Gen. 7:17 And the flood was forty days upon the earth; and the waters increased, and bare up the ark, and it was lift up above the earth. 

Gen. 7:18 And the waters prevailed, and were increased greatly upon the earth; and the ark went upon the face of the waters. 

Gen. 7:19 And the waters prevailed exceedingly upon the earth; and all the high hills, that were under the whole heaven, were covered. 

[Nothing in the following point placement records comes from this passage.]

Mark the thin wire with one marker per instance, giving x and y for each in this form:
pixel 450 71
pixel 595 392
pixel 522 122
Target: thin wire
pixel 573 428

Gen. 7:20 Fifteen cubits upward did the waters prevail; and the mountains were covered. 


Observations:


Gen. 7:21 And all flesh died that moved upon the earth, both of fowl, and of cattle, and of beast, and of every creeping thing that creepeth upon the earth, and every man: 

Gen. 7:22 All in whose nostrils was the breath of life, of all that was in the dry land, died. 

Gen. 7:23 And every living substance was destroyed which was upon the face of the ground, both man, and cattle, and the creeping things, and the fowl of the heaven; and they were destroyed from the earth: and Noah only remained alive, and they that were with him in the ark.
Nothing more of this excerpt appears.